Here is a great letter-to-the-editor from a Cedar Rapids-area member.

It’s clear and simple, shows the truth about and connections between corporations, corporate-run commodity groups, and corporate-funded politicians.  And calls for common-sense solutions (solutions that corporate ag doesn’t want you to think actually work, though they have a history of working well).

As the farm bill begins to take shape, I think this is the kind of message we need to have ready.  It marries well with the 99% Spring.

High fives to Brad on this one – very well done.

 

Run farm programs like a business, not welfare program

 

Cedar Rapids Gazette: http://thegazette.com/2012/03/19/run-farm-programs-like-a-business-not-welfare-program/

The University of Tennessee’s Agricultural Policy Analysis Center has examined the farm bill proposals of the Farm Bureau, the National Corn Growers Association and the American Soybean Association.

All three call for reductions in farm subsidies and for a shift toward revenue insurance subsidies, where farmers share the government spending with insurance corporations, while the corporations lobby for the payments. Along these lines, Iowa Corn Caucus rates the presidential candidates on farm welfare payments and regulations. Newt Gingrich rates best, followed by Rick Santorum, then President Obama and Mitt Romney, with Ron Paul far behind.

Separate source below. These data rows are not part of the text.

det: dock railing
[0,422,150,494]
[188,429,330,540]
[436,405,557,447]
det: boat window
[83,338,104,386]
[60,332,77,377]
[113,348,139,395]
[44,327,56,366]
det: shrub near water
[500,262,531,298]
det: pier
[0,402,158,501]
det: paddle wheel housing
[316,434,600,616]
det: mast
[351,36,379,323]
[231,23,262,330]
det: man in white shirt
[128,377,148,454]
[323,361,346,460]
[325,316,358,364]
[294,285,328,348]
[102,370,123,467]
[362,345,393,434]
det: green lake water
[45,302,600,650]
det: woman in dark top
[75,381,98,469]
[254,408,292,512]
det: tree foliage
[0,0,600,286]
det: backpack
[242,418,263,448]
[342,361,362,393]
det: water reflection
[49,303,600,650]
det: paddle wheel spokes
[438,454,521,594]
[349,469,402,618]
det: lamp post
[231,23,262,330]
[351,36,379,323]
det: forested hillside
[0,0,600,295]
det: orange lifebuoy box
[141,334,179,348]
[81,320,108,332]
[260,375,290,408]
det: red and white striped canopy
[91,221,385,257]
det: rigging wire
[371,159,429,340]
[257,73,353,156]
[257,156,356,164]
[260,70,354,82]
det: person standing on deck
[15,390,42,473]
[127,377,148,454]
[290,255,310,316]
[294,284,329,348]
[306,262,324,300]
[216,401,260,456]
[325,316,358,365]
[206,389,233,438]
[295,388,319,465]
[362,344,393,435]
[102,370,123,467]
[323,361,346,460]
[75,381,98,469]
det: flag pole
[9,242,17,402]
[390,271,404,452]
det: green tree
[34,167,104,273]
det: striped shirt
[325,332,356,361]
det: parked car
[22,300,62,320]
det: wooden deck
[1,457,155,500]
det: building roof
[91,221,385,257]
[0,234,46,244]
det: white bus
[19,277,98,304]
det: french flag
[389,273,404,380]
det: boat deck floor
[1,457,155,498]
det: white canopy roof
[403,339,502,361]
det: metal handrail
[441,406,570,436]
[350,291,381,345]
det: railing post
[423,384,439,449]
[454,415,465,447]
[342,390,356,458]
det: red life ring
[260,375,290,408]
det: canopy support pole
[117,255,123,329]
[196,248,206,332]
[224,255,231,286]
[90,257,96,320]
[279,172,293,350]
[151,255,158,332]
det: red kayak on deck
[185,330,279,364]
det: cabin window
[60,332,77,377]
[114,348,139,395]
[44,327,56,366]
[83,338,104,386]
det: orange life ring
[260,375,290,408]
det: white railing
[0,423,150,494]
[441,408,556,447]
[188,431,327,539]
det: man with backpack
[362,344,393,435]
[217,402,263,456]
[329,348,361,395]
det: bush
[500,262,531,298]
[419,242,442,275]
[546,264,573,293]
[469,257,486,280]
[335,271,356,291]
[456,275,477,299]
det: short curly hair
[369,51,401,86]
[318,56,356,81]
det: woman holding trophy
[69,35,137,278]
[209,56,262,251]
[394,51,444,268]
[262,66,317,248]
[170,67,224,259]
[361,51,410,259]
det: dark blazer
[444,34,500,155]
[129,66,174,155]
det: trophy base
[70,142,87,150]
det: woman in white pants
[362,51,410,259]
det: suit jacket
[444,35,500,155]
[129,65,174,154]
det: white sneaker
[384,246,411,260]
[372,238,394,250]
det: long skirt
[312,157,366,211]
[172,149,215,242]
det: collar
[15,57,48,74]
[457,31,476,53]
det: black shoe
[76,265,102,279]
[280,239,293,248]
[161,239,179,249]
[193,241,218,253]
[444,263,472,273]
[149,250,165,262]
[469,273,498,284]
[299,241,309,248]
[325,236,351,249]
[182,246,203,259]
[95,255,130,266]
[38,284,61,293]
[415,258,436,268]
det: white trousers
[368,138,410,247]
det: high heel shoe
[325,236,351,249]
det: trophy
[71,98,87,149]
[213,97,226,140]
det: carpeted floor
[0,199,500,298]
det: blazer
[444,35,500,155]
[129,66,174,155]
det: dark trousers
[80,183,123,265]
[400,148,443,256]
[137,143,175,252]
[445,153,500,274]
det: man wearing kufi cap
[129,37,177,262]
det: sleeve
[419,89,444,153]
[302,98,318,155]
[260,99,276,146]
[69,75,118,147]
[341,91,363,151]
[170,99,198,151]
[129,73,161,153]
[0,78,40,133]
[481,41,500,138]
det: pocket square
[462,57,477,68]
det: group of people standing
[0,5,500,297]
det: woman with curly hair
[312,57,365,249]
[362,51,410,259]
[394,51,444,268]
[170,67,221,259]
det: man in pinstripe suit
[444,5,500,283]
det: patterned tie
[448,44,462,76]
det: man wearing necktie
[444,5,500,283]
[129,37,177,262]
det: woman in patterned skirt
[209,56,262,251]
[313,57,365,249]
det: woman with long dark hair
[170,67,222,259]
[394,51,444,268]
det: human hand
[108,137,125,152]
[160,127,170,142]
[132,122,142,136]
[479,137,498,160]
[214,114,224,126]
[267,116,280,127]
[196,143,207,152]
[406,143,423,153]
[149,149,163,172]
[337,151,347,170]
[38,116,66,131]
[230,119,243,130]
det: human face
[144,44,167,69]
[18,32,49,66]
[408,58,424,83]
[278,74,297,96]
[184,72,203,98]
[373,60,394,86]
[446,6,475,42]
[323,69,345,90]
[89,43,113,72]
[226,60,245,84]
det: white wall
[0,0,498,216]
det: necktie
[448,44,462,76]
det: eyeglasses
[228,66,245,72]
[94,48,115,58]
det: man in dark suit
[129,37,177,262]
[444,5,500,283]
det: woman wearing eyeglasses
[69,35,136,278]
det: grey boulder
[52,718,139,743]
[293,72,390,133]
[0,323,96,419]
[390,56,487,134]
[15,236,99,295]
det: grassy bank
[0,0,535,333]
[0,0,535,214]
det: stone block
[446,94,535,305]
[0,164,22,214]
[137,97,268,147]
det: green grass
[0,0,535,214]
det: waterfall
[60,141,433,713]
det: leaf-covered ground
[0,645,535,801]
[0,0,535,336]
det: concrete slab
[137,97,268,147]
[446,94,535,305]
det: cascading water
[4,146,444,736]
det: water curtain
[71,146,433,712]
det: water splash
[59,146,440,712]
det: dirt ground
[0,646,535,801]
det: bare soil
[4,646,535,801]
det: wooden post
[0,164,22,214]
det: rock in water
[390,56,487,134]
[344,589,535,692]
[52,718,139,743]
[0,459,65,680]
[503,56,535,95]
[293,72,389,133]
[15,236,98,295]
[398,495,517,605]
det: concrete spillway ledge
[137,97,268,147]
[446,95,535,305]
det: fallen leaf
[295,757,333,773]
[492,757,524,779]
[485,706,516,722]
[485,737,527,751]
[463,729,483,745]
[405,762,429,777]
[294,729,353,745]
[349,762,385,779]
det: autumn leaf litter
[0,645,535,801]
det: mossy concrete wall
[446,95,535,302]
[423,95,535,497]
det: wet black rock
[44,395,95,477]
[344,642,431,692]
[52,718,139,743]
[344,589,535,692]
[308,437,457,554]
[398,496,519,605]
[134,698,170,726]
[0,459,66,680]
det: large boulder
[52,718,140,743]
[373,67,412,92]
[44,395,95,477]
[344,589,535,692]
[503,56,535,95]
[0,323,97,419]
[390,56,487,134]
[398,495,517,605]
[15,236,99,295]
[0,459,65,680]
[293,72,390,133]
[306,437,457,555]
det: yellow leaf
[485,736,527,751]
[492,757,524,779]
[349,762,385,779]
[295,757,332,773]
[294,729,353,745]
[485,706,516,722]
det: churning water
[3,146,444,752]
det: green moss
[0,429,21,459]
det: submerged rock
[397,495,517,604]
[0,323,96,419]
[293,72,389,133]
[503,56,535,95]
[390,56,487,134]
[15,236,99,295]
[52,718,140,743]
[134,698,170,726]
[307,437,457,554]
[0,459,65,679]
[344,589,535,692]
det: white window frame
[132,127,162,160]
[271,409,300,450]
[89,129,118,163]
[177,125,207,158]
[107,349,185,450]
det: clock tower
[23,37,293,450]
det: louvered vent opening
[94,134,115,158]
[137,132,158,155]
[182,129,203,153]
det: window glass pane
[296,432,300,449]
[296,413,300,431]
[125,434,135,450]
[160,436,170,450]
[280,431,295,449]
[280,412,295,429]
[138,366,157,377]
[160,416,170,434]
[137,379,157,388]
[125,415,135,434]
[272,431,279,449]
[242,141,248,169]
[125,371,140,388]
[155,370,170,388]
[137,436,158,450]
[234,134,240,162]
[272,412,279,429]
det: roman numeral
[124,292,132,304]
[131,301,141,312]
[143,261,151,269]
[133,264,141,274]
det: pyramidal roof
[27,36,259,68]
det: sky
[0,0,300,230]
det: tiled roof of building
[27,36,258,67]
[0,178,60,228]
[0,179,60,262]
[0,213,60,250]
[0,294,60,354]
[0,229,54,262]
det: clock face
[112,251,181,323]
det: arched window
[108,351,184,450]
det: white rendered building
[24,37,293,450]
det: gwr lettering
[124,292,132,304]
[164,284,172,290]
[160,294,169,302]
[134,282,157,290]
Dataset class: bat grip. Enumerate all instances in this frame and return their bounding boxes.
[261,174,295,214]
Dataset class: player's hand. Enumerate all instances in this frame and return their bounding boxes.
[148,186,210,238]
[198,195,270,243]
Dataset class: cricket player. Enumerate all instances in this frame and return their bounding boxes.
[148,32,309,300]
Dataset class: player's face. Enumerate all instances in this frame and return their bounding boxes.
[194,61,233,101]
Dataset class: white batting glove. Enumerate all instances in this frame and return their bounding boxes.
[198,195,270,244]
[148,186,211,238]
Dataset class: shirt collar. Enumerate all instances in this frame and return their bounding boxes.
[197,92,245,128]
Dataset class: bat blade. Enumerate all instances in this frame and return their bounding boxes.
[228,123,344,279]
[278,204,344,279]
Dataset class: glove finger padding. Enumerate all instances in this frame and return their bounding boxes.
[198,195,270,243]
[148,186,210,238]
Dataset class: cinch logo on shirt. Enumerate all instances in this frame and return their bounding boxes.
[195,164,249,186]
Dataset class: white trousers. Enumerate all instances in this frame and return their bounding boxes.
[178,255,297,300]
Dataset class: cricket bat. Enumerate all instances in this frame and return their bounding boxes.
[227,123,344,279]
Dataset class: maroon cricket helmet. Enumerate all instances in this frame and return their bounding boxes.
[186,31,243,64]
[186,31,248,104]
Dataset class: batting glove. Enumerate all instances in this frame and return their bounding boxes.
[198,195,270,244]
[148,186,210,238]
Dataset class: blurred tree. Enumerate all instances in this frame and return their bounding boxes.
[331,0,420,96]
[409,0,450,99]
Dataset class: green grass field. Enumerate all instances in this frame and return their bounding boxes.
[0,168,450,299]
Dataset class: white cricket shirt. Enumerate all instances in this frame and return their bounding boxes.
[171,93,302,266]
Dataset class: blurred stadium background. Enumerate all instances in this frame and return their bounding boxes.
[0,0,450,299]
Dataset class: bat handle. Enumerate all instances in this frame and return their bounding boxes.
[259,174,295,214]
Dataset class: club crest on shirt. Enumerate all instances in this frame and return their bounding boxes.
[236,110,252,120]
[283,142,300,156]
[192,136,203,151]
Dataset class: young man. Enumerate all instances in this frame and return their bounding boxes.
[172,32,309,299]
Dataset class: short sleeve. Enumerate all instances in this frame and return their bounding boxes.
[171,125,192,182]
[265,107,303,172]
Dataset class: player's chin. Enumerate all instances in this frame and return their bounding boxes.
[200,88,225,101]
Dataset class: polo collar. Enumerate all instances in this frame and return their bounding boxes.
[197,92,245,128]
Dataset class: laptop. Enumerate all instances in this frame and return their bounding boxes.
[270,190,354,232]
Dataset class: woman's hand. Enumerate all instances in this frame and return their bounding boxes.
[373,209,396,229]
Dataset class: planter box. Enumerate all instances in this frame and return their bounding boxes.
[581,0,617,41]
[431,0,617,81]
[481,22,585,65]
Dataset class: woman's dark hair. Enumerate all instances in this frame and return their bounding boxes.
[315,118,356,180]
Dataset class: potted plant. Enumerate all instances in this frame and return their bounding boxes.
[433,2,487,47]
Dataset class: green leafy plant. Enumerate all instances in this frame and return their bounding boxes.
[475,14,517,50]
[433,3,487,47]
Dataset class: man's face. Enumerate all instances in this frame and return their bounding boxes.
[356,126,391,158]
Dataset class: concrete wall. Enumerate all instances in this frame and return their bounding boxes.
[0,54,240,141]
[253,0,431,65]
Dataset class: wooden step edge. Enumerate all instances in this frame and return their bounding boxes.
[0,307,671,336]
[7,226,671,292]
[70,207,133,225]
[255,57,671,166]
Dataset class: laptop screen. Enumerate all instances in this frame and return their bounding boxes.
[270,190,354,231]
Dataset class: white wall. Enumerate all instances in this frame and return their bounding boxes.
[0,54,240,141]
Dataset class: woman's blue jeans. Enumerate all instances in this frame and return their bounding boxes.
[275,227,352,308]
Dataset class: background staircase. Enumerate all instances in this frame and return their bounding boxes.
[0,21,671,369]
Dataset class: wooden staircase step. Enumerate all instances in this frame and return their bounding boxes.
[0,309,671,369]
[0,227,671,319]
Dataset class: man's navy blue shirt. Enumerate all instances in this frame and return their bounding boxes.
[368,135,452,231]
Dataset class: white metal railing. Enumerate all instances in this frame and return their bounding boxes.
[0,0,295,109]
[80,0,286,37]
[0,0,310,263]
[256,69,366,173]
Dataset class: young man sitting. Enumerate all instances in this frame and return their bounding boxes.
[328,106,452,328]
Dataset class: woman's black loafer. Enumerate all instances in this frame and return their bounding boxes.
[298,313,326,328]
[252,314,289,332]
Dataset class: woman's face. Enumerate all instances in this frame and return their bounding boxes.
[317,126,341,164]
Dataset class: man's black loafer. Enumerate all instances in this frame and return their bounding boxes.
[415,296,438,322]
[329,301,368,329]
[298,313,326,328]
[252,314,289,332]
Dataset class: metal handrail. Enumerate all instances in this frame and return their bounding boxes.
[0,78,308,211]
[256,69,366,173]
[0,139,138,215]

Corn and soybean prices are doing well, but costs are rising. If prices fall and remain low, then the proposed policies above would create a farm crisis. Revenue insurance gives income during good times, and fails during bad times. Even without reductions, farm programs are worse today than they were in 1980.

Republicans are demanding “drill baby drill” to use up our oil first. If oil dropped, ethanol could crash, taking corn down with it.

Iowa Citizens for Community Improvement and the National Family Farm Coalition want to run farm programs like a business, not a welfare program. We want to return to market management, with price floors, reserves and set asides, instead of ineffective and politically devastating yearly bail outs. This is the only way to insure farms against disaster.